Rather, the rule simply pushes hard-left, climate-catastrophist goals under the guise of “sustainability.” It takes its structure and assumptions from patently partisan sources such as the Task Force on Climate-Related Financial Disclosure, a private policy shop run by Mike Bloomberg. Bloomberg, of course, is an avatar of Davos-class assumptions: eager to constrain the lives of billions so that he and his friends can run the world without having to suffer the indignity of running for office. He is also a private-equity billionaire, and so directly conflicted in this effort to make publicly traded companies less efficient and less competitive.
Using his and related organizations – animated by far-left, globalist partisanship – as the sole informants of a costly, pointless new disclosure regime would hopelessly politicize the SEC and corporation oversight in the United States generally. This SEC is willing to do it because Chairman Gensler and his partisans don’t much care for American capitalism, and so are fine with saddling it with incoherent and costly obligations, which anyway put it further under government control.
It is unclear whether Gensler & Co. have forgotten that American politics is a pendulum, or if they think that new conservative administrations will simply revoke their partisan regulations and replace them with nonpartisan ones, so that companies will be able to achieve stability (if certainly not efficiency) by hewing always to what the partisan left will demand when it returns to power. But this almost surely represents a misreading of the historical moment.
The left’s capture of so much of the corporate-executive class has either led to or resulted from a significant political realignment, one that has rendered conservatives much less tender about business regulation. It is possible – and deeply to be hoped – that the next period of conservative control will result in reasonable, thoughtful SEC reform that would revoke Gensler’s partisanship and the ability of any SEC to advance by fiat political goals that could never receive legislative approval. But there lurks a significant chance that the new right will demand its own politicization of commerce in tit-for-tat response to the left’s intrusions.
This would be understandable – but disastrous. Business responsible to gyrating obligations levied, repealed, countermanded and contradicted by increasingly bitter partisan motives cannot flourish; it’s hard to imagine how it could even survive.

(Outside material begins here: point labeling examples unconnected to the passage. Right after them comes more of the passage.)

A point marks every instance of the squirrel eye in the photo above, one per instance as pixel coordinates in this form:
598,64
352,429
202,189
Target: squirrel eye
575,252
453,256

The political forces and burning personal ambitions that have led Gensler and his SEC to propose this radical rule will no doubt lead to the rule’s finalization in something like its current form. This will lead to one of the more vital, if obscure, judicial decisions in American history. The court – and possibly The Court – will have to decide whether Congress in the 1930s passed legislation establishing an independent commission holding the power to destroy both the American economy and way of life in 500-odd pages of dismal bureaucratize.